Global insurer Allianz has said that Germany needs a ‘strategic vision’ to restart its growth engine.

The firm said in a new report, Germany – Quo Vadis? – that there are 10 priority areas that the country should tackle in order to strengthen its growth foundation and chart a path to future prosperity.

All this comes against statistics in recent days that indicate the country has seen two years of economic decline — the first time this has happened in half a century.

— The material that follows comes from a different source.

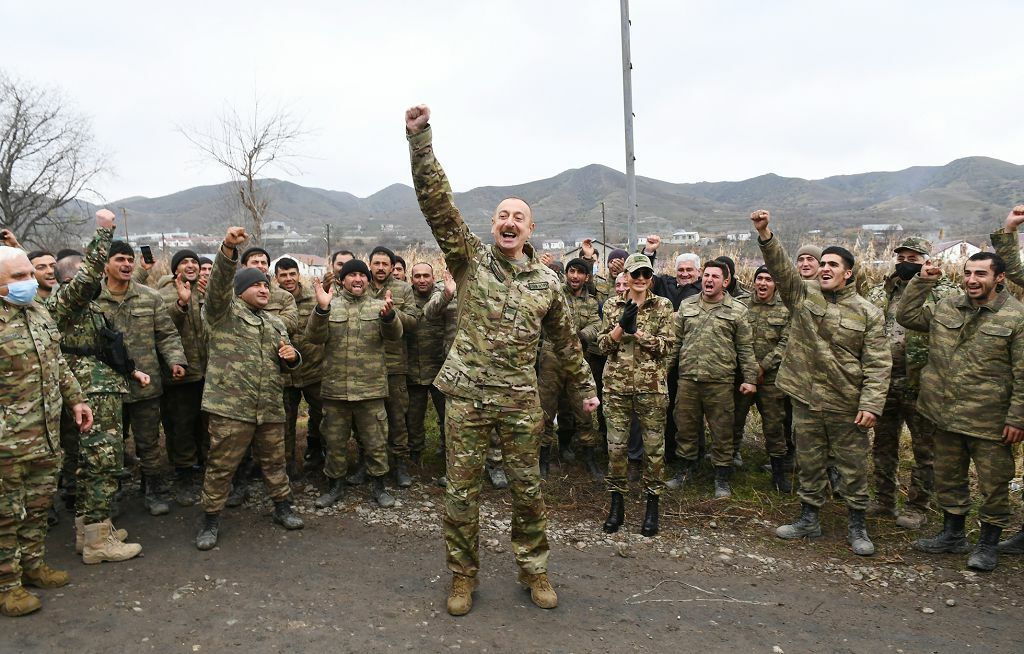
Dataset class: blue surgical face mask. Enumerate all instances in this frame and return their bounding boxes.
[3,277,39,307]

See also: German economy hit by domestic political crisis

According to Allianz, the 10 priority areas are:

  1. Liberation from fiscal self-restraint: The company needs to implement a dynamic debt brake alongside a ‘golden rule plus’ based on investments. Raising the structural deficit ceiling to between 0.5% and 1% of GDP, Allianz said, should support critical investments even as structural reforms remain essential.
  2. A transition to a green energy system: Allianz said that shortsightedness has delayed any transition and led to higher costs, slower decarbonisation, and lagging infrastructure growth.
  3. Rebuilding public infrastructure: Critical priorities, said Allianz, include infrastructure, education, housing, and green energy while fostering public-private partnerships to enhance financing and job creation.
  4. Unleashing labour supply to close the demographic gap. Allianz named proactive market policies must increase workforce participation among women, older workers, and immigrants.
  5. Ensuring fair pensions for a population where the old-age dependency ratio is set to rise from 34% to 51% by 2050.
  6. Reforming the tax system to boost motivation and incentivise work: The current system, said Allianz, puts a high burden on labour.
  7. Revitalising innovation: Allianz said German R&D investments of 3.1% of GDP are insufficient to stake leadership claims in future technologies industries such as AI, robotics, quantum, and green technologies. Doubling R&D investment to 6% of GDP through tax breaks and strategic institutional support is critical for innovation and competitiveness
  8. Reducing regulatory burdens: Bureaucratic costs in Germany amount to €146bn annually, with direct costs estimated at €65bn.
  9. Strengthening European leadership: “Germany must reinvigorate its role by supporting common debt mechanisms, deepening the Capital Markets Union (CMU), promoting equity market growth, incentivising savings reorientation, and simplifying regulations.”
  10. Engagement for fair trade relations.

The veracity of Allianz’s recommendations come not only as the German economy continues to crater, but around six weeks before the country goes once again to the polls in a federal election. The incumbent Olaf Scholz is widely expected to be replaced as Chancellor by the more-conservative Friedrich Merz.

In addition, the far-right AfD party, recently endorsed by Elon Musk, is polling in the low 20s.